基本ここに手を伸ばすのは、生存戦略(もっというならそこで勝っていく)としては下の下であり、自分はその人たちと別の何かを武器に戦いにいくことを選んだほうが良いかと思います。

自分は何を武器にしようとしたのかをこちらで記載していきます。

インダストリーの選択

明確にプロフェッショナルファームと異なり、事業会社で勝てる要素は、自身でインダストリー(専門領域)を決められることです。

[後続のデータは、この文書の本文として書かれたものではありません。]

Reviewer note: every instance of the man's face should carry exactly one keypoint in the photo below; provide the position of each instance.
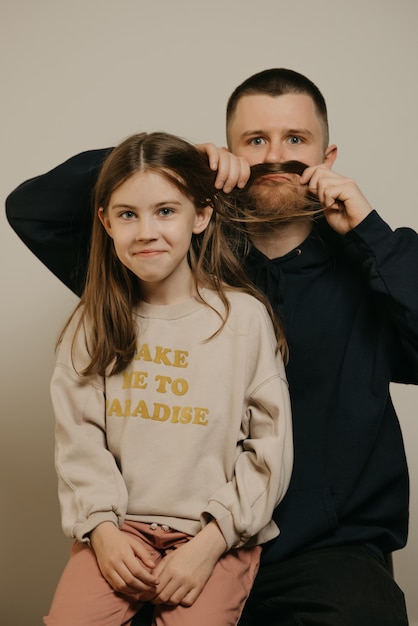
(269, 129)
(275, 129)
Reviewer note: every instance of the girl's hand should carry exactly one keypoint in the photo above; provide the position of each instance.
(232, 171)
(184, 572)
(123, 561)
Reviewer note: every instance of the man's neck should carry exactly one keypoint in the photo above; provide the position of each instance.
(281, 240)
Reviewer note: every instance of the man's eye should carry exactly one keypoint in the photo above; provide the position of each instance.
(257, 141)
(165, 212)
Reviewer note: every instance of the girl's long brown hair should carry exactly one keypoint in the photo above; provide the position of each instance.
(112, 291)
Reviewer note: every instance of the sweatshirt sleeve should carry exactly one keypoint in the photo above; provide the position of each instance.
(52, 215)
(243, 508)
(390, 263)
(91, 489)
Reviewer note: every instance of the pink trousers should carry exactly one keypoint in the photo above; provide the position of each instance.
(84, 598)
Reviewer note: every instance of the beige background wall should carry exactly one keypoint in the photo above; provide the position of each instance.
(82, 74)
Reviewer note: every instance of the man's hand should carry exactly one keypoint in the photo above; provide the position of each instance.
(343, 203)
(123, 561)
(232, 171)
(184, 572)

例えば、私が1社目いたENEOSは石油元売りですが、この領域だと大半の方よりかは石油そのものや石油精製に詳しくなることができます。

もちろんコンサルやIBなどもご自身の得意な領域があるわけなのですが、事業会社の場合、入社時点での選択になりますが、自身で決めることができます。

この選択が、差別化につながると私は考えております。

プロフェッショナルファームはどの企業でも、どのキャリアでもある程度汎用的に使えるポータブルスキルがつけられるという観点で現在学生から絶大な人気を誇っています。

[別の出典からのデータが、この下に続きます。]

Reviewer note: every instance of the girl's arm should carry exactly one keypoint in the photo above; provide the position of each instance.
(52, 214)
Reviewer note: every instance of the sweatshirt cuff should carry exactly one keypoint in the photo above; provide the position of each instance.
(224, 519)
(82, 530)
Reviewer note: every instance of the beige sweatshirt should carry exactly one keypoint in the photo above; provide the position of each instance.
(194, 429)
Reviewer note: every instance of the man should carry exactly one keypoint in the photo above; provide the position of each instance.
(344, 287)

ただ、私は汎用的な力はポータブルスキルだけはなく、汎用的に利用できる専門(領域)知識も含まれると考えます。

例えば、私は組織・採用という汎用的に使える力が今後使えるのではないかと考えたところもあり、人材系に勤めていました。

今いるエンペイは、どの企業でもどんな人でも関わるお金に関わるfintechという領域です。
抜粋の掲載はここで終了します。